Youth march from Old City Hall to Regent Park to raise awareness about domestic abuse

Members of a Toronto youth group on Sunday marched from Old City Hall to Regent Park to raise awareness about domestic abuse — an issue which they say is very prevalent but is hardly talked about.

Youth Gravity said the march was about raising awareness against domestic violence by uniting community members and allowing their voices to be heard.

"We think that a lot of people in our community are dealing with domestic abuse right now but no one knows where to go for the support," Sal Sabila told CBC Toronto.

Sabila also said there was a link between domestic abuse and gang violence, noting that young people who are dealing with domestic abuse right now are twice more likely to be violent when they become older.

Silence is being driven by stigma

She said stigmatization is one factor driving the silence among victims of domestic abuse.

"There's a huge stigma about domestic abuse. If you leave your husband, if you leave your family, you are never ever going to be able to come back," Sabila said.

"Domestic abuse is not something you can just snap out of right away. It's something you've been dealing with for so many years, so long, you need to have time to deal with the mental health, to deal with the physical health."

According to Youth Gravity, children and youth that grow up in abusive households are six times more likely to take their own lives and three times more likely to repeat the cycle in adulthood than those who grow up without experiencing domestic abuse.

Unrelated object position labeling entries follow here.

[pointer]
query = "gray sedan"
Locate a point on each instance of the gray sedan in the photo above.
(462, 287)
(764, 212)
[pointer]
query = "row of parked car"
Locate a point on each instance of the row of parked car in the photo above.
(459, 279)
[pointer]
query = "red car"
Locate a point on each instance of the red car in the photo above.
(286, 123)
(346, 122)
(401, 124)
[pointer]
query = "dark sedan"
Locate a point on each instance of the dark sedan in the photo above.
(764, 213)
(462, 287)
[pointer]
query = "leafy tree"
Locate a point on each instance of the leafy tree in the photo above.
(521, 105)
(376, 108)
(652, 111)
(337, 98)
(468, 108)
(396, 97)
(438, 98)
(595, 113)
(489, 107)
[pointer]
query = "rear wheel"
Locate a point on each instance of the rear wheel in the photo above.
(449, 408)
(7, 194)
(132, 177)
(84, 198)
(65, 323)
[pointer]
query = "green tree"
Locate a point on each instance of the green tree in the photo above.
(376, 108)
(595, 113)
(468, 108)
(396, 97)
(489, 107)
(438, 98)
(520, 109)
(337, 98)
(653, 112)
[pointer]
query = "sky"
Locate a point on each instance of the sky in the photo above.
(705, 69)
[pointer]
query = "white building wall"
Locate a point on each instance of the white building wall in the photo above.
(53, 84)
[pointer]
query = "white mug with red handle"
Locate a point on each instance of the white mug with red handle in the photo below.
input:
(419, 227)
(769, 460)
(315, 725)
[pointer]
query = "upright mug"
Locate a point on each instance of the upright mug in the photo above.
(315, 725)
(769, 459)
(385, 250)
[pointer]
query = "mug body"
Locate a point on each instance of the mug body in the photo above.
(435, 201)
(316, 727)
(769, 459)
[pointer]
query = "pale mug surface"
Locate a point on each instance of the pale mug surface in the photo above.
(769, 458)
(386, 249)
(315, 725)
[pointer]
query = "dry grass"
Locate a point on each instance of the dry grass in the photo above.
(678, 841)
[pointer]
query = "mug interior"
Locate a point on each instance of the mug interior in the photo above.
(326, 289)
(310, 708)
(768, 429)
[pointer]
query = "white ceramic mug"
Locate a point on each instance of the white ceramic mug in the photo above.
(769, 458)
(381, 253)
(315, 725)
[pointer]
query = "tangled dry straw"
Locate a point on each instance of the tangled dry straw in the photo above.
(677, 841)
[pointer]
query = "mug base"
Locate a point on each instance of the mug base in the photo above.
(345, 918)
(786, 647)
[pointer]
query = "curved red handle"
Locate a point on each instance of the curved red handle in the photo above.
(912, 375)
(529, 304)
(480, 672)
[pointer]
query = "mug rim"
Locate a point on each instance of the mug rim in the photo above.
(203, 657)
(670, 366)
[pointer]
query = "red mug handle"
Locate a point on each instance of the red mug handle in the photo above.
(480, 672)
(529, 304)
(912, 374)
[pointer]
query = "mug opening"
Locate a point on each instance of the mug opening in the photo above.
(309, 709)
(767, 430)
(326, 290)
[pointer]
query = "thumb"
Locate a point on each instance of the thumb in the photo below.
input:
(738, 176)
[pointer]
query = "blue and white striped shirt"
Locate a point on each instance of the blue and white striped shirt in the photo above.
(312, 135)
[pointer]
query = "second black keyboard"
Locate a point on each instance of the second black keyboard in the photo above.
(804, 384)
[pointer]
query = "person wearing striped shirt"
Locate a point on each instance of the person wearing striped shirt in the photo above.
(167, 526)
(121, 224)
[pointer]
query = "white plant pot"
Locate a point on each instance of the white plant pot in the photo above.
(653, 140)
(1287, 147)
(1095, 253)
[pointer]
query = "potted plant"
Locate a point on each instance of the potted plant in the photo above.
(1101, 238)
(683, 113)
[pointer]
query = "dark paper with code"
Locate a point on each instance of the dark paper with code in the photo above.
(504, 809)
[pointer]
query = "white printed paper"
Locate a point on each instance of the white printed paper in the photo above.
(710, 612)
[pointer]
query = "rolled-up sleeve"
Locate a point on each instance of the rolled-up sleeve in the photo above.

It said that stopping the cycle will ultimately lead to a safer city now and in the future.

Vharshaa Punithechelvan said while the issue of domestic abuse is very prevalent among the South Asian community, it is cross cultural.

But she said the topic is often "put under a rug."

"People don't really believe it's an issue to be talked about."

Meanwhile, Sabin Ghimirey, one of the males who participated in Sunday's march, said domestic abuse affects all genders.

"For men, it's also teaching other men that it's not okay," he said.

"Let's speak about it more freely and tackle the issue, because only by speaking and having debates we can help society get better."